Uma destas tardes, aconteceu-me uma coisa mágica. Aos 38 anos, comi os primeiros vegetais que eu próprio cultivei. Era um simples cebolinho, muito embora, na minha boca, tivesse um sabor a orgulho e conquista.
Quantos serão os ministros do ambiente da UE, reunidos no Luxemburgo, dia 25 de Junho, que produzem os seus próprios alimentos? Não faço esta pergunta porque me parece que o êxito da minha história com os cebolinhos me dá de repente mais legitimidade ecológica do que os mestrados políticos europeus. Faço-a porque duvido que muitos deles sintam qualquer ligação emocional com a terra, a julgar pela arrogância com que a menosprezam.
Há três anos, a Comissão Europeia apresentou um quadro legal sobre protecção dos solos, que, continua por aprovar, porque a França, Reino Unido, Alemanha, Áustria e Holanda se opõe a um plano que consideram demasiado oneroso, ou que a questão dos solos é um assunto que deveria ser deixado para as administrações nacionais.
As razões apresentadas para rejeitar o projecto são falsas. Longe de ser demasiado onerosa, a proposta não avança o suficiente no sentido de obrigar os governos a proteger um bem sem o qual ninguém consegue viver. Os políticos e os funcionários públicos das regiões com uma fraca qualidade do solo não têm razão para ter medo que os eurocratas de Bruxelas os enganem com notificações.

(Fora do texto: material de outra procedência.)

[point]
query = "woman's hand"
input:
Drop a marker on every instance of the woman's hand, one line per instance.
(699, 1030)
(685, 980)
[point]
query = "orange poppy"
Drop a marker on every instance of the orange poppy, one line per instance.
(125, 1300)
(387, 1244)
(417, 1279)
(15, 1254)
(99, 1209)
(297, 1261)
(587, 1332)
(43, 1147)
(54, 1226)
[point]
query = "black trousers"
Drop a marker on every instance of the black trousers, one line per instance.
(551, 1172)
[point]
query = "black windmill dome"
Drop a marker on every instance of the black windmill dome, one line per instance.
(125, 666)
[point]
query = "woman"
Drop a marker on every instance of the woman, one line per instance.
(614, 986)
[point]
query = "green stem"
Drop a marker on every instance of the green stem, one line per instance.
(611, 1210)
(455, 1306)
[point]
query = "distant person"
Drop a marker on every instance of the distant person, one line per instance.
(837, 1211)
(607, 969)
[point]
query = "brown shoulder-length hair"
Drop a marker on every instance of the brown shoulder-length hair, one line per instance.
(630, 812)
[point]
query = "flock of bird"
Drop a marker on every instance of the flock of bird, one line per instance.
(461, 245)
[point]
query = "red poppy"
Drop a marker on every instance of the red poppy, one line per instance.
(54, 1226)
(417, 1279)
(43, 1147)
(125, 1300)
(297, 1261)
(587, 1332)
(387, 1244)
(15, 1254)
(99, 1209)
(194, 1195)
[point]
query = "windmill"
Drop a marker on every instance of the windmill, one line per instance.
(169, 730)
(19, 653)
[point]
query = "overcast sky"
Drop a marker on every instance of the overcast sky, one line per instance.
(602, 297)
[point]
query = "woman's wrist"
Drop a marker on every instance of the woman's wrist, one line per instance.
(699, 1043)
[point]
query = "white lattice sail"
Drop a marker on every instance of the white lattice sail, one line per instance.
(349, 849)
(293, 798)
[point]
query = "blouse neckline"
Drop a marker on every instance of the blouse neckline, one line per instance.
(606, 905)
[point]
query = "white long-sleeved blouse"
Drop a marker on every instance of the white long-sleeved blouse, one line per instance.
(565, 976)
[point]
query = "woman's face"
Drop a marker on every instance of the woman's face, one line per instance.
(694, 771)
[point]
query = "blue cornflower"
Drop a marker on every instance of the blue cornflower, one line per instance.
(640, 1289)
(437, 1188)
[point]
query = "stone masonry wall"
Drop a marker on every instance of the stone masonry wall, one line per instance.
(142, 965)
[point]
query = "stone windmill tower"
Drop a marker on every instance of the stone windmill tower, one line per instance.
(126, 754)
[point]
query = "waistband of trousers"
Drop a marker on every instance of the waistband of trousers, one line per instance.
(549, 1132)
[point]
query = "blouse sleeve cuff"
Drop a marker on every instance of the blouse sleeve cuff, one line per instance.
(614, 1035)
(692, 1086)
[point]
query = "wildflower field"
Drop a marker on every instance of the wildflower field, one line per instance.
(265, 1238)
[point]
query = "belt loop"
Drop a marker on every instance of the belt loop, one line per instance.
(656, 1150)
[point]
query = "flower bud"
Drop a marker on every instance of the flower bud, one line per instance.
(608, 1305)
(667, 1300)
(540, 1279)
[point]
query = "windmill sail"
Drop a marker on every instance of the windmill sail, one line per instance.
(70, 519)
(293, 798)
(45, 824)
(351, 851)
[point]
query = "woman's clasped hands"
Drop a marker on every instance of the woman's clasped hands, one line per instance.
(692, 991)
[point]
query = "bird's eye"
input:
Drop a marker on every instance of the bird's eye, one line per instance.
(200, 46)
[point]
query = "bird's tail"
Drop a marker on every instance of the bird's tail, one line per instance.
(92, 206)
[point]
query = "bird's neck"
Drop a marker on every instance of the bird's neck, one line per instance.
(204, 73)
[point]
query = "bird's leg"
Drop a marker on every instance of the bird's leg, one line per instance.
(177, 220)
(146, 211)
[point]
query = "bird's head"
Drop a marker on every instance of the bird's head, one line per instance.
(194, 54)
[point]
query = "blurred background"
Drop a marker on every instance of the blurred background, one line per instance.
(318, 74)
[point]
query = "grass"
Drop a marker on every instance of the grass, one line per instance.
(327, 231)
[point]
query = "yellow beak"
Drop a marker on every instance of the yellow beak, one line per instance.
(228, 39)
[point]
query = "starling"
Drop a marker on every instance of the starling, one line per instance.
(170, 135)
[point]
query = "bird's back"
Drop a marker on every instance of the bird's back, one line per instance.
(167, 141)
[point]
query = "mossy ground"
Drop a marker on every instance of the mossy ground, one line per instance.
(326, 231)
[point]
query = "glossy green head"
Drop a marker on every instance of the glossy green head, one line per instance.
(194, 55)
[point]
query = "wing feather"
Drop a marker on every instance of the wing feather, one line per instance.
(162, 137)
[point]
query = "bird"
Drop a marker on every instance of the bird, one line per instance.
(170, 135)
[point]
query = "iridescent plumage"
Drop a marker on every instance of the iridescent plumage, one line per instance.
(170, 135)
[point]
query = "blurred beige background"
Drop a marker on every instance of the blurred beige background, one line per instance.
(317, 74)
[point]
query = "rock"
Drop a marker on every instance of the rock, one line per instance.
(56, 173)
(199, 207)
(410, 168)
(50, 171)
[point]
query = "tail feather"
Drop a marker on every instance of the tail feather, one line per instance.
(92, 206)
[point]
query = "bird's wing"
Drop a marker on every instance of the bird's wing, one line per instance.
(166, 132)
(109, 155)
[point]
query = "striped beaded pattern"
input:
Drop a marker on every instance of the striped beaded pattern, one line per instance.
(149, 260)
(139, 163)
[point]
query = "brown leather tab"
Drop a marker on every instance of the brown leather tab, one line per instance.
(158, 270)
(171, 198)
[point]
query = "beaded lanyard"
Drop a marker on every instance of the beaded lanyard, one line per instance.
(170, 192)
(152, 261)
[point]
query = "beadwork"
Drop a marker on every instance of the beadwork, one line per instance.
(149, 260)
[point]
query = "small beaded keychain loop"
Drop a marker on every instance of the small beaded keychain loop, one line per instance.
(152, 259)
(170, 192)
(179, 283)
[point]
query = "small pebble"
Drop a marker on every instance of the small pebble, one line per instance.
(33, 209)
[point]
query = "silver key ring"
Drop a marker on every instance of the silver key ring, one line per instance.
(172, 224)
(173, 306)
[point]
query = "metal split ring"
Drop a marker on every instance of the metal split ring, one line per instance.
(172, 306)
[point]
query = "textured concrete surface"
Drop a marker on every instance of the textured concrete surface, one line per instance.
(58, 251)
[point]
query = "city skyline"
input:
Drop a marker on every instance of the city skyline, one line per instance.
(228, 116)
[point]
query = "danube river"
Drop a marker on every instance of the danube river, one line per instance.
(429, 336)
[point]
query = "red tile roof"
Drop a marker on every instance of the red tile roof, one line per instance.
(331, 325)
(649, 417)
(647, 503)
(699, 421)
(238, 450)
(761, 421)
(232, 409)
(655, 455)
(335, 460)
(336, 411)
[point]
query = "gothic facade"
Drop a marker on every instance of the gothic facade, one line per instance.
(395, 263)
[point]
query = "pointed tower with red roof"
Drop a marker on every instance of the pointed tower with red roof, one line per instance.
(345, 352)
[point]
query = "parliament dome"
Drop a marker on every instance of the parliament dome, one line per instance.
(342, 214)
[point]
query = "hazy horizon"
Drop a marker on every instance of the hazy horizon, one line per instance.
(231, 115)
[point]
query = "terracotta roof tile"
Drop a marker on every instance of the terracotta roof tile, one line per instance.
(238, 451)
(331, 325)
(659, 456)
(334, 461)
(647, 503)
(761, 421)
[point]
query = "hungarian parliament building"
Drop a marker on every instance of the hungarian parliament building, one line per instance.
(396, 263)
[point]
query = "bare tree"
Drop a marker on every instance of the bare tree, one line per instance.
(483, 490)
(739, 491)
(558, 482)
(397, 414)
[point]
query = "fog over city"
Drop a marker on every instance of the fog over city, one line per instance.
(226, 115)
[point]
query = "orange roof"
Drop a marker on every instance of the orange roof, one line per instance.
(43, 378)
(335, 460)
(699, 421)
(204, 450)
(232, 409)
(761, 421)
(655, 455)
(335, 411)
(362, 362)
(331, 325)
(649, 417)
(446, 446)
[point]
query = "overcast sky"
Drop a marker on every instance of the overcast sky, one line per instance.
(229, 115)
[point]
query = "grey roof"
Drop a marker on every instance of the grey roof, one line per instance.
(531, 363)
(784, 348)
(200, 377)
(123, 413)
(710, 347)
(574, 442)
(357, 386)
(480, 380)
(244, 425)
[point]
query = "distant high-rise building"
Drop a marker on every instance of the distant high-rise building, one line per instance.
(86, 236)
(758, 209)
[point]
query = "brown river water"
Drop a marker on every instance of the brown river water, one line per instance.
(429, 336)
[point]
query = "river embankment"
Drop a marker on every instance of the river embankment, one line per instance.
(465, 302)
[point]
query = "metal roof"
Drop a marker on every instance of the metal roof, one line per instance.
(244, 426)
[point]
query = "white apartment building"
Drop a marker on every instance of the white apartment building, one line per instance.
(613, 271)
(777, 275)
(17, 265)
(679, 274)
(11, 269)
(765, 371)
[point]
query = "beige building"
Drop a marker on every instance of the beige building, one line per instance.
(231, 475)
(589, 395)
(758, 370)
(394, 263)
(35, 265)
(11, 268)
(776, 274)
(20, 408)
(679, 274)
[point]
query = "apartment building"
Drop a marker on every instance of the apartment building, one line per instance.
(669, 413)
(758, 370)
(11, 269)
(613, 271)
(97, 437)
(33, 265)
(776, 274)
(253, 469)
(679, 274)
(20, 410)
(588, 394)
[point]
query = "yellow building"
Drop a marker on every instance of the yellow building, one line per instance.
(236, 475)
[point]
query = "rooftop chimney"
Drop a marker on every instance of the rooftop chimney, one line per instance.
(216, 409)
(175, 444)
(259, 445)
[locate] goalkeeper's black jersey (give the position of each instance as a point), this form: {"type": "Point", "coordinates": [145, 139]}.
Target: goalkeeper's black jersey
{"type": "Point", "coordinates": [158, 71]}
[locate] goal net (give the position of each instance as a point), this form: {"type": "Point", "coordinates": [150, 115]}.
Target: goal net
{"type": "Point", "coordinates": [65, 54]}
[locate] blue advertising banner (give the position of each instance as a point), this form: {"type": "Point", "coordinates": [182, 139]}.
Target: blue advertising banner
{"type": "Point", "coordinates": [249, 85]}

Em vez de uma actuação de emergência, a legislação exigiria apenas que os governos identificassem as áreas assoladas por problemas como, por exemplo, salinização e erosão do solo e fizessem um inventário das áreas contaminadas, juntamente com planos para a reabilitação desse tipo de terra.
A saga da protecção do solo é uma prova problemática do modo como a estratégia da UE em matéria ambiental padece de ideias compartimentalizadas. Foi criada legislação com carácter obrigatório em matéria de ar e água, mas não existe uma regulamentação comunitária semelhante em matéria de solo. Qualquer criança inteligente seria capaz de perceber que tudo isto está intimamente ligado. Mas, alegadamente, políticos e funcionários com altos estudos não entendem que é uma palermice tentar proteger umas coisas e negligenciar outras.
A relutância da Grã-Bretanha em apoiar o plano é mais um exemplo da retórica falaciosa de Tony Blair e Gordon Brown sobre alterações climáticas. Convenientemente tratado, o solo pode agir como se fosse um “poço” de carbono, absorvendo cerca de 20% de todas as emissões humanas de dióxido de carbono. Com o solo estragado, no entanto, a situação inverte-se. Em vez de absorver, o solo liberta CO2. A cada ano que passa, o solo britânico perde cerca de 0,6% de matéria orgânica e o aumento daí resultante em emissões de CO2 seria quase equivalente à entrada em circulação de cinco milhões de novos carros. Esta questão foi um sério problema durante várias décadas: entre 1980 e 1995, o solo britânico perdeu 18% de matéria orgânica. Em 2004, a Agência do Ambiente afirmou que a degradação do solo, em Inglaterra e no País de Gales, devido a factores como, por exemplo, agricultura intensiva e má gestão das florestas, era insustentável.
Por toda a UE, milhares de áreas foram sendo poluídas devido a práticas industriais imprudentes; ninguém sabe ao certo a dimensão total destes danos, atendendo à quase inexistência de dados. A Comissão, entretanto, calcula que a degradação do solo custe à economia comunitária 38 000 milhões de euros ao ano - provavelmente um cálculo moderado.
O solo não pode ser protegido da restante degradação com gestos simbólicos. Uma estratégia alargada e eficaz passaria pela reforma da política industrial e agrícola e por uma atitude mais sensata em termos de gestão de resíduos. Mas parece ser uma estratégia remota, tanto mais que os nossos governos nem conseguem pôr-se de acordo em relação a regras mínimas. É difícil não entrar em desespero.